FOLIO 9!

24 April, 2009 - Leave a Response

The whole point of our project was comparing the effectiveness of hierarchical clustering with different datasets.

One of the datasets we clustered was based on the genre about 1000+ movies. This generated a couple really big clusters. Nothing really exciting. It made a little sense but it wasn’t that effective and showing the proximity of the titles.

The other dataset was the keywords for each movie. This was an intense dataset to acquire and process. But in the end it was able to produce an intelligible output that made a bit of sense.

The main reason though that the keyword clustering was better is the sheer size of the dataset. The more data and the more specific the data the better job clustering an algorithm.

Portfolio 8 – The Ocho

23 April, 2009 - Leave a Response

Wow, optimization. Some good stuff. So there’s a couple different ways to do some optimization: Random Guessing, Hill-Climbing, Annealing, and the Genetic Algorithm.

Each one has their uses.

Random Guessing is a pretty inefficient method of finding optimal solutions to a problem. You just keep guessing random stuff until you get a good solution. Useful for only getting a semi-ok solution. It’s very inefficient because if it finds a good one it doesn’t care and picks something else crazy.

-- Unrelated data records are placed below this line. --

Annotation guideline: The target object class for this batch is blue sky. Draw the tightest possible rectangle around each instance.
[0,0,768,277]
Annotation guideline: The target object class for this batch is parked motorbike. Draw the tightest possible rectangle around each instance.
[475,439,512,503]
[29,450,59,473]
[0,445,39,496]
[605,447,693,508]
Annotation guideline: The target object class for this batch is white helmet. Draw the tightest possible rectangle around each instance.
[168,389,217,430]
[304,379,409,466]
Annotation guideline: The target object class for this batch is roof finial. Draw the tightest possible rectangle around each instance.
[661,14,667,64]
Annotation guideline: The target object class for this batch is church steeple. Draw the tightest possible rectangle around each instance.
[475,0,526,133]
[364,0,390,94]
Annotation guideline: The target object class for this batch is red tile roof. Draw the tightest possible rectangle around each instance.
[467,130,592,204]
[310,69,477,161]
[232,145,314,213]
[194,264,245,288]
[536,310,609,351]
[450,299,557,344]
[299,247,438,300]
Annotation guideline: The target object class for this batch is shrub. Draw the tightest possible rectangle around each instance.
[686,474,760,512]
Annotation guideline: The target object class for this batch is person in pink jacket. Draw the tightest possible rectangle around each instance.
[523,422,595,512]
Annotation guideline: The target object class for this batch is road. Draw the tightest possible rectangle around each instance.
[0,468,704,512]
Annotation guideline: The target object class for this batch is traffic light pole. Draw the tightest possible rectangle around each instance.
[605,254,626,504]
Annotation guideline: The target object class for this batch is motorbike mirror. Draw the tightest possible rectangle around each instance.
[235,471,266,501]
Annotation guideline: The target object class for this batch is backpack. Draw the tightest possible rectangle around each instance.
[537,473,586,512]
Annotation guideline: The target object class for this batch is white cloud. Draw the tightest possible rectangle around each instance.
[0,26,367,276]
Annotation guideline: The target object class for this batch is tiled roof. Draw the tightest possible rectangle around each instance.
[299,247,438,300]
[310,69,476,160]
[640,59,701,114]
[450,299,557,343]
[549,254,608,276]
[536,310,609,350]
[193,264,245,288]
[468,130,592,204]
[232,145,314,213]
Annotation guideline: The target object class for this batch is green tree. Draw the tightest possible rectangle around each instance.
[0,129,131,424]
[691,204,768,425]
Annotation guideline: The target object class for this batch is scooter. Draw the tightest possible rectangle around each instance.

Hill Climbing is a step above the Random guessing. It still random picks one, but it’ll go higher or lowing depending on whether which solution is better and keeps going that way until the solutions don’t get better.

Annealing attempts to solve hill-climbing problems of getting stuck in a local minimum and not being able to find the global minimum which is the best possible soltuions.
It accepts possible worse solution for a bit so it get over some humps to find a better one. But once again if it finds the best possible or just an ok one is arbitrary.

The genetic algorithm tries to solve the arbitrarity to an extend. It comes up with random solutions, ranks all of them and then branches off on them, trying to find all the good things with mutations and crossovers and what not.

Bottom line is though that none of these algorithms are perfect at what they do. But thats not the point of optimization. Perfect is great but pretty good is great too.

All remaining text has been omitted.